A.G. Lindenbergh vertelt over de selectie van de Walcherse boeren

Verschillen tussen Walcherse boeren en pioniers en hoe beviel het zo'n Walcherse boer?

Door: Flevoland - land van mensenhand

Lindenbergh vertelt over de grote gewassenkennis van de Walcherse boeren maar ook over hun onbekendheid met de 'nieuwe' Noordoostpolder. En hij vertelt het verhaal van de boer die in de NOP het contact met de mensen mist en tussen het werk door geen praatjes meer kan maken met buurtgenoten.

boerin

Boerin uit Walcheren in de Noordoostpolder (omgeving Marknesse), oktober 1949 (foto Winterbergen, Nationaal Archief/Anefo, Public Domain).

De Walcherse boeren hadden meer ervaring dan de pioniers. Dat kwam ook omdat de boeren op Walcheren een grote keuze van gewassen hadden. "Niet alleen tarwe en bieten, maar een heel scala van gewassen, van bonen en erwten tot allerlei handelsgewassen. Wat dat betreft hadden ze een hele grote ervaring opgebouwd, ook met de grondsoorten, want je had hele afwijkende gronden daar. En de mensen die naar de polder gekomen zijn die hebben het goed gedaan, landbouwkundig. Dat andere aspect van die geschiktheid, daar kwamen ze wel wat in tekort, in die zin dat ze niet zo spontaan naar die polder kwamen. Die pioniers waren jarenlang in die polder geweest. Dat was hun land en daar wilden zij wat van maken. En die Walcherse boeren die werden overgebracht naar een gebied dat ze niet kenden, dat ze nog moesten leren kennen en moesten leren waarderen".

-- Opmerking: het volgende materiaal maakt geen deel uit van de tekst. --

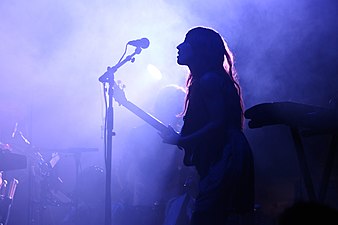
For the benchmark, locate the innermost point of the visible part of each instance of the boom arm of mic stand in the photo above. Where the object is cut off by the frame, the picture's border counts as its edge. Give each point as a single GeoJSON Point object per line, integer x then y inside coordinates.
{"type": "Point", "coordinates": [109, 74]}
{"type": "Point", "coordinates": [109, 77]}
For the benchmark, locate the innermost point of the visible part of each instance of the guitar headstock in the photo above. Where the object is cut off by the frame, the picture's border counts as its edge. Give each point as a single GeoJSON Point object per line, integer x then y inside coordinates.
{"type": "Point", "coordinates": [119, 94]}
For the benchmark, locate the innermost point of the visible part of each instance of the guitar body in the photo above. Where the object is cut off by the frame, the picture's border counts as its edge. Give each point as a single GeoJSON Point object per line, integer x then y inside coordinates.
{"type": "Point", "coordinates": [120, 97]}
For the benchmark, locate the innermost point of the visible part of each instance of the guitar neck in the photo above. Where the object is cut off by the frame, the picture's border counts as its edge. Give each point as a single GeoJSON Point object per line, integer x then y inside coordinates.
{"type": "Point", "coordinates": [151, 120]}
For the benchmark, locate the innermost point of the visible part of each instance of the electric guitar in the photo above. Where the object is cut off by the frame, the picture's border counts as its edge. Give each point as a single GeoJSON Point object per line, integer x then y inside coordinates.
{"type": "Point", "coordinates": [120, 97]}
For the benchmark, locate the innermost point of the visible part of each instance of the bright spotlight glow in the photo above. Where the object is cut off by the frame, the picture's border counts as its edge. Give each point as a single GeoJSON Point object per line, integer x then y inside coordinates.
{"type": "Point", "coordinates": [154, 72]}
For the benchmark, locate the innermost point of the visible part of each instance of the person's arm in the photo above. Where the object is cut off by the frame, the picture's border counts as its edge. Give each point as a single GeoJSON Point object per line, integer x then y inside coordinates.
{"type": "Point", "coordinates": [211, 89]}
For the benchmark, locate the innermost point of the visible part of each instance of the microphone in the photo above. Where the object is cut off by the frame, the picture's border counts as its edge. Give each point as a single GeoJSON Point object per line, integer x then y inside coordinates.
{"type": "Point", "coordinates": [140, 43]}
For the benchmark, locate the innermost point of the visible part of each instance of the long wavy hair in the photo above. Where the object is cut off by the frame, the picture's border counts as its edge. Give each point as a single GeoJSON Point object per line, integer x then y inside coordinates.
{"type": "Point", "coordinates": [214, 55]}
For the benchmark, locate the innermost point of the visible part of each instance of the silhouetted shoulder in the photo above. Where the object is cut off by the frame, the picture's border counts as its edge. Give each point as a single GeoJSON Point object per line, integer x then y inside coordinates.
{"type": "Point", "coordinates": [211, 83]}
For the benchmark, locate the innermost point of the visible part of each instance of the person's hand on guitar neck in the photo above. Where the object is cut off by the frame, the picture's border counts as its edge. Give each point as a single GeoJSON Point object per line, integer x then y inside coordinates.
{"type": "Point", "coordinates": [170, 136]}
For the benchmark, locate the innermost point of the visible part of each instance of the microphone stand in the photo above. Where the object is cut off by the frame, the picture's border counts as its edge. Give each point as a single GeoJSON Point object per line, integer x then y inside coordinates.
{"type": "Point", "coordinates": [108, 77]}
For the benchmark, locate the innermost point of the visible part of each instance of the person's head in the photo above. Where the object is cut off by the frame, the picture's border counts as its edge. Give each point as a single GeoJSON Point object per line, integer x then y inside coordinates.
{"type": "Point", "coordinates": [204, 50]}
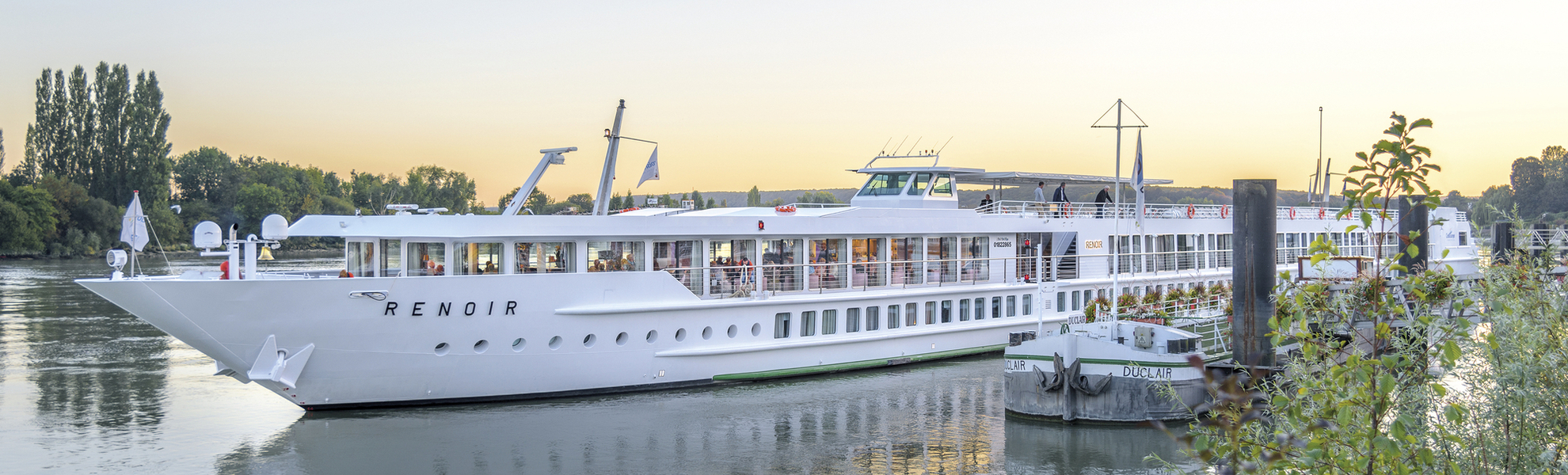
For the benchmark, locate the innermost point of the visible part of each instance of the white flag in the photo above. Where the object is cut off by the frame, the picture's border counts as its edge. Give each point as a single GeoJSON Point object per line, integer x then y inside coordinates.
{"type": "Point", "coordinates": [134, 226]}
{"type": "Point", "coordinates": [1137, 176]}
{"type": "Point", "coordinates": [651, 169]}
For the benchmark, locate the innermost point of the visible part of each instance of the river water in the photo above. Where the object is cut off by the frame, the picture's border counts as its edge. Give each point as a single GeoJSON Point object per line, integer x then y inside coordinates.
{"type": "Point", "coordinates": [86, 388]}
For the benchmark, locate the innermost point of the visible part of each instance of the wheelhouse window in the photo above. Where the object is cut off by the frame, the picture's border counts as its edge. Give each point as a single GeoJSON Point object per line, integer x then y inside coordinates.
{"type": "Point", "coordinates": [615, 256]}
{"type": "Point", "coordinates": [942, 185]}
{"type": "Point", "coordinates": [545, 257]}
{"type": "Point", "coordinates": [976, 249]}
{"type": "Point", "coordinates": [733, 267]}
{"type": "Point", "coordinates": [432, 259]}
{"type": "Point", "coordinates": [782, 270]}
{"type": "Point", "coordinates": [361, 259]}
{"type": "Point", "coordinates": [921, 182]}
{"type": "Point", "coordinates": [885, 184]}
{"type": "Point", "coordinates": [867, 275]}
{"type": "Point", "coordinates": [675, 257]}
{"type": "Point", "coordinates": [827, 264]}
{"type": "Point", "coordinates": [477, 259]}
{"type": "Point", "coordinates": [391, 257]}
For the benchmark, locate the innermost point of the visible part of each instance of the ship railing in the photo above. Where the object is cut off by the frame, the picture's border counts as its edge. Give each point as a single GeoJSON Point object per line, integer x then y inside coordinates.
{"type": "Point", "coordinates": [734, 281]}
{"type": "Point", "coordinates": [1150, 211]}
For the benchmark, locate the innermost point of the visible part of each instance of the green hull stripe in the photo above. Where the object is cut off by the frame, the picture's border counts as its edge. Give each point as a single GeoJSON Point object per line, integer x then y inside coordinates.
{"type": "Point", "coordinates": [857, 364]}
{"type": "Point", "coordinates": [1148, 364]}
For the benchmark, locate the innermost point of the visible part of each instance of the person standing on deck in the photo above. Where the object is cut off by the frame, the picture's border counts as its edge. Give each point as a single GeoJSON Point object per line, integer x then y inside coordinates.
{"type": "Point", "coordinates": [1040, 196]}
{"type": "Point", "coordinates": [1059, 200]}
{"type": "Point", "coordinates": [1099, 201]}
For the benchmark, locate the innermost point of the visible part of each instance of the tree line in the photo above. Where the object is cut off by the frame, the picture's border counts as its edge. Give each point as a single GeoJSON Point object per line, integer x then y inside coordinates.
{"type": "Point", "coordinates": [96, 142]}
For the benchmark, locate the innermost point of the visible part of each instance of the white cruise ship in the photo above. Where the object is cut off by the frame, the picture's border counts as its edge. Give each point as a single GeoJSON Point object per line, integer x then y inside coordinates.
{"type": "Point", "coordinates": [463, 308]}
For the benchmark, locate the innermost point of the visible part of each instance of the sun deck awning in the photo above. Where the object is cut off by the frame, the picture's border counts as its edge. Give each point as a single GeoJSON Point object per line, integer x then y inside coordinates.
{"type": "Point", "coordinates": [1030, 179]}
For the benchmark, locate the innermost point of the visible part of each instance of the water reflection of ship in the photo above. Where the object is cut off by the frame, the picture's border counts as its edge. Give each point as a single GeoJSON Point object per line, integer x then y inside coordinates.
{"type": "Point", "coordinates": [942, 419]}
{"type": "Point", "coordinates": [1045, 447]}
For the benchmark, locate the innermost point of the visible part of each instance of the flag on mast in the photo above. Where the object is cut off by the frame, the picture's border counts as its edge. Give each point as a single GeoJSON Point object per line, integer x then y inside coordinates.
{"type": "Point", "coordinates": [651, 169]}
{"type": "Point", "coordinates": [1137, 176]}
{"type": "Point", "coordinates": [134, 226]}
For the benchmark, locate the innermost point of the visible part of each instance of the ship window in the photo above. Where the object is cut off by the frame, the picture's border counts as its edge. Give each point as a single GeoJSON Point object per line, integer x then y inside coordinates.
{"type": "Point", "coordinates": [432, 259]}
{"type": "Point", "coordinates": [942, 185]}
{"type": "Point", "coordinates": [921, 180]}
{"type": "Point", "coordinates": [907, 260]}
{"type": "Point", "coordinates": [545, 257]}
{"type": "Point", "coordinates": [786, 256]}
{"type": "Point", "coordinates": [885, 184]}
{"type": "Point", "coordinates": [391, 257]}
{"type": "Point", "coordinates": [477, 259]}
{"type": "Point", "coordinates": [867, 275]}
{"type": "Point", "coordinates": [672, 257]}
{"type": "Point", "coordinates": [728, 273]}
{"type": "Point", "coordinates": [361, 259]}
{"type": "Point", "coordinates": [941, 254]}
{"type": "Point", "coordinates": [615, 256]}
{"type": "Point", "coordinates": [782, 325]}
{"type": "Point", "coordinates": [977, 248]}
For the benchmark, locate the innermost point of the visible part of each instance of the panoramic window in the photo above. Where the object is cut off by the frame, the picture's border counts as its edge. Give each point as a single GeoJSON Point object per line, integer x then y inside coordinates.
{"type": "Point", "coordinates": [543, 257]}
{"type": "Point", "coordinates": [885, 184]}
{"type": "Point", "coordinates": [432, 259]}
{"type": "Point", "coordinates": [477, 259]}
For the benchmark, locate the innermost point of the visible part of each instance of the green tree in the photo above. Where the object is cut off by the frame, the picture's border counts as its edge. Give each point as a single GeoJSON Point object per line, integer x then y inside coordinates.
{"type": "Point", "coordinates": [256, 201]}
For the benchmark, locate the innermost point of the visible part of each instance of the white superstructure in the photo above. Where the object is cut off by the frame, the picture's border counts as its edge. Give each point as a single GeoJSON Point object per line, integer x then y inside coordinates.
{"type": "Point", "coordinates": [446, 308]}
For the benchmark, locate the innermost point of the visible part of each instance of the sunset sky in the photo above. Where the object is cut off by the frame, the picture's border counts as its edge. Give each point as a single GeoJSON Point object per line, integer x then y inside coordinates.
{"type": "Point", "coordinates": [787, 94]}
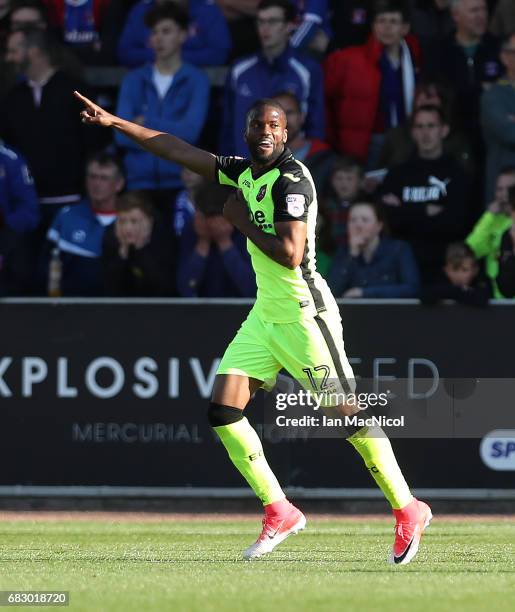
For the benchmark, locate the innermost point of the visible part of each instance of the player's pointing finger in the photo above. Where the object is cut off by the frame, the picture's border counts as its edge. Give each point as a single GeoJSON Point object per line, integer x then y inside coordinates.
{"type": "Point", "coordinates": [82, 98]}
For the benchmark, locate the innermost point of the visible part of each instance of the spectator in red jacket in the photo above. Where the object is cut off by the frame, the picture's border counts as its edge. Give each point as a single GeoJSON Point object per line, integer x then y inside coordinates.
{"type": "Point", "coordinates": [369, 89]}
{"type": "Point", "coordinates": [313, 152]}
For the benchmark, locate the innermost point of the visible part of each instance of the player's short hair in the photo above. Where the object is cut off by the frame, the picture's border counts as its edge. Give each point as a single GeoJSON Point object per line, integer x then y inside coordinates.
{"type": "Point", "coordinates": [107, 159]}
{"type": "Point", "coordinates": [429, 108]}
{"type": "Point", "coordinates": [291, 96]}
{"type": "Point", "coordinates": [133, 200]}
{"type": "Point", "coordinates": [210, 198]}
{"type": "Point", "coordinates": [168, 10]}
{"type": "Point", "coordinates": [290, 12]}
{"type": "Point", "coordinates": [506, 171]}
{"type": "Point", "coordinates": [391, 6]}
{"type": "Point", "coordinates": [262, 103]}
{"type": "Point", "coordinates": [458, 252]}
{"type": "Point", "coordinates": [347, 164]}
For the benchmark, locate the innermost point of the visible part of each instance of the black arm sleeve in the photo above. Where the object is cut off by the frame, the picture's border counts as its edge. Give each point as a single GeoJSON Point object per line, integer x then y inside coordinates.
{"type": "Point", "coordinates": [228, 169]}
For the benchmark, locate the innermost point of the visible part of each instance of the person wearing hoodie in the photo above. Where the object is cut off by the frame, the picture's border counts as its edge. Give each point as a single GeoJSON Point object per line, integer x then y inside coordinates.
{"type": "Point", "coordinates": [426, 197]}
{"type": "Point", "coordinates": [168, 95]}
{"type": "Point", "coordinates": [208, 42]}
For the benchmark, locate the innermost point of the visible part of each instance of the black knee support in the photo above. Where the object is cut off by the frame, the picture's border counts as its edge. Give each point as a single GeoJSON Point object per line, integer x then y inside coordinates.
{"type": "Point", "coordinates": [218, 415]}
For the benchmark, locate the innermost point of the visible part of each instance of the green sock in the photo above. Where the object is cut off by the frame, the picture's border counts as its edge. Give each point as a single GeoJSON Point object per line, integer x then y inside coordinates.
{"type": "Point", "coordinates": [375, 448]}
{"type": "Point", "coordinates": [246, 452]}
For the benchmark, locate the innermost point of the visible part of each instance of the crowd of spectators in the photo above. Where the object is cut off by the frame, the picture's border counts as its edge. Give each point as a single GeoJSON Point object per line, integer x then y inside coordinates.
{"type": "Point", "coordinates": [403, 111]}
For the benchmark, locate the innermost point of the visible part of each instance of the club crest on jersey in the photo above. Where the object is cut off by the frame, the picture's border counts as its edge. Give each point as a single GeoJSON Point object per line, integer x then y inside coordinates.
{"type": "Point", "coordinates": [261, 193]}
{"type": "Point", "coordinates": [295, 204]}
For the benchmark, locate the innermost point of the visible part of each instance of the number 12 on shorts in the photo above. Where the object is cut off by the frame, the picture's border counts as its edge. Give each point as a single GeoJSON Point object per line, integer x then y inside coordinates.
{"type": "Point", "coordinates": [313, 381]}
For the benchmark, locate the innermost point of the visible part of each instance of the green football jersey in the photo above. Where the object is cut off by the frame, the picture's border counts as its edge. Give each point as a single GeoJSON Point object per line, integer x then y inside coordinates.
{"type": "Point", "coordinates": [285, 192]}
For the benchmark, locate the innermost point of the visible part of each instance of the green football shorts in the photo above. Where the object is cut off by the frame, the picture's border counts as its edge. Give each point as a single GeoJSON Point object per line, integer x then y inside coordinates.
{"type": "Point", "coordinates": [311, 350]}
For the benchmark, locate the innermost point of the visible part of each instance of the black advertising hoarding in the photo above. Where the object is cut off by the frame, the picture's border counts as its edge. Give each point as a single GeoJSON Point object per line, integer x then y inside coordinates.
{"type": "Point", "coordinates": [102, 393]}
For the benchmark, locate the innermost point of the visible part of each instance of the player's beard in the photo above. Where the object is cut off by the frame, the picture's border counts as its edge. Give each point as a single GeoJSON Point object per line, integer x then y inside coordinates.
{"type": "Point", "coordinates": [261, 159]}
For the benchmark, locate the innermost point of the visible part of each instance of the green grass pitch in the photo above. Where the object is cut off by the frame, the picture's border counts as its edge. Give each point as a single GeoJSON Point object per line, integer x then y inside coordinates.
{"type": "Point", "coordinates": [194, 565]}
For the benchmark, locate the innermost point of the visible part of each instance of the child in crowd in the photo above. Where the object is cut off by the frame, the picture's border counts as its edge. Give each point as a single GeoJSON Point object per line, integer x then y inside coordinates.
{"type": "Point", "coordinates": [344, 187]}
{"type": "Point", "coordinates": [460, 280]}
{"type": "Point", "coordinates": [139, 254]}
{"type": "Point", "coordinates": [506, 276]}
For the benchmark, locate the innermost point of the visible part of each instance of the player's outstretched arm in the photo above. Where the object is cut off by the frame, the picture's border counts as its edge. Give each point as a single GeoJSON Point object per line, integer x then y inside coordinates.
{"type": "Point", "coordinates": [161, 144]}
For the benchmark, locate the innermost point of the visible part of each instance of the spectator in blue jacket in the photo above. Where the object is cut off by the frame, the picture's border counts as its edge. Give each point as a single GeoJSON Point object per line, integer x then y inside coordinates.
{"type": "Point", "coordinates": [19, 215]}
{"type": "Point", "coordinates": [371, 265]}
{"type": "Point", "coordinates": [19, 205]}
{"type": "Point", "coordinates": [168, 96]}
{"type": "Point", "coordinates": [313, 32]}
{"type": "Point", "coordinates": [276, 68]}
{"type": "Point", "coordinates": [77, 231]}
{"type": "Point", "coordinates": [208, 42]}
{"type": "Point", "coordinates": [213, 260]}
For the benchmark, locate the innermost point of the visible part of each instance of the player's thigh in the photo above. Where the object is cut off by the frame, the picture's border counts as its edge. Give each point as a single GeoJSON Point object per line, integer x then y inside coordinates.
{"type": "Point", "coordinates": [234, 390]}
{"type": "Point", "coordinates": [249, 356]}
{"type": "Point", "coordinates": [313, 352]}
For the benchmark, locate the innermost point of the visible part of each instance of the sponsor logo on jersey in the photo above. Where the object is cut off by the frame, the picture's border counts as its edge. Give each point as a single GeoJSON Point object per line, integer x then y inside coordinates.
{"type": "Point", "coordinates": [497, 450]}
{"type": "Point", "coordinates": [295, 204]}
{"type": "Point", "coordinates": [261, 193]}
{"type": "Point", "coordinates": [259, 218]}
{"type": "Point", "coordinates": [291, 177]}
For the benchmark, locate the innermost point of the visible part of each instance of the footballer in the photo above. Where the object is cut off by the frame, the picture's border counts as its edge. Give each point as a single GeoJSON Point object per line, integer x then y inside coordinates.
{"type": "Point", "coordinates": [295, 322]}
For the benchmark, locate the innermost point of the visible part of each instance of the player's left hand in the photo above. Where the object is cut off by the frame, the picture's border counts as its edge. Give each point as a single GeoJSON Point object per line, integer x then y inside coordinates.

De Walcherse boeren "zagen natuurlijk als boer wel dat het mooie landbouwbedrijven waren, maar ze misten natuurlijk toch een heleboel dingen."

Lindenbergh vertelt hoe hij eens aan een Walcherse boer die al een tijdje in de Noordoostpolder zat vroeg hoe het hem hier beviel. "Ik zei, dat is toch prachtig, je stapt zo uit je boerderij en dan heb je je hele land bij je". Maar hij zei: 'In Walcheren was dat ook wel mooi want dan moest ik 's morgens eerst gaan melken, naar de koeien die in het land liepen' en dan ging hij eten en dan ging hij met de waterwagen naar die koeien toe en dan kon hij met de mensen praten en zo eens horen wat er in het dorp gebeurde, en dan ging hij weer naar huis om koffie te drinken en dan ging hij naar het land, en dat gebeurde na de middag weer en om een uur of vier moest hij weer naar de koeien om te gaan melken, naar de wei. En zo kwam hij gedurende zijn werk dus met een heleboel mensen in aanraking waar hij een praatje mee maken kon en toen zei hij: 'Als ik nu de deur uitstap, dan moet ik aan het werk, want er is niemand waar ik mee praten kan, ik kan niet met mijn wagen op pad, ik moet echt aan het werk.'"

"Maar al met al" zegt Lindenbergh, wilden ze toch niet meer terug."

Bron: Batavialand, Project Zeeuwse pachters in de Noordoostpolder, Interview van Dirk Jan Wolffram met A.G. Lindenbergh, 22-03-1994 te Zwolle.